Durante la presentación del estudio «Eficiencia de Capital y Riesgo: Comparación Sectorial de Aeropuertos y Aerolíneas en México», se expresó preocupación sobre la preparación del AICM para el evento, que se llevará a cabo en conjunto con Estados Unidos y Canadá. Se argumentó que la falta de inversión en los últimos años ha llevado a que las instalaciones no estén completamente listas.
Los especialistas observaron trabajos de mantenimiento en el AICM que debieron haberse realizado antes, y cuestionaron si las remodelaciones actuales serán suficientes. En contraste, los grupos privados que operan los aeropuertos de Guadalajara y Monterrey muestran una mayor capacidad para manejar el flujo esperado.

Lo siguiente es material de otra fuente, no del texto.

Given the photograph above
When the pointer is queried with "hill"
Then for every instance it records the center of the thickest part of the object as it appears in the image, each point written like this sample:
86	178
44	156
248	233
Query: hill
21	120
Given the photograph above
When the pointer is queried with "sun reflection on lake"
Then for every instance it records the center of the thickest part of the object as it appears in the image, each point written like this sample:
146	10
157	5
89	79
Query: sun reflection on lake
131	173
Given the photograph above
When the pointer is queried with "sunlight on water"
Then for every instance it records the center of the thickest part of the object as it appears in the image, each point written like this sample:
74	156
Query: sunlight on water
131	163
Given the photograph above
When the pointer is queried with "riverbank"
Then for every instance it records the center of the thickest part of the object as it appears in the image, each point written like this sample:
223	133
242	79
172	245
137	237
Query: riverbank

La Federación Mexicana de Fútbol estima que el torneo generará alrededor de 3 mil millones de dólares en negocios, con expectativas de ingresos turísticos que superen mil millones y la llegada de hasta 5.5 millones de visitantes.
El AICM, considerado el nodo del sistema aeroportuario mexicano, ha registrado una disminución en su capacidad operativa, pasando de 61 operaciones por hora en 2022 a 44 en la actualidad. Este descenso, cercano al 30%, sigue afectando el transporte aéreo en la región.
Los expertos subrayaron la importancia del sector aéreo para la conectividad y el desarrollo regional, instando a evitar decisiones regulatorias basadas en diagnósticos incompletos, especialmente ante un evento de tal magnitud que pondrá a prueba la infraestructura del país.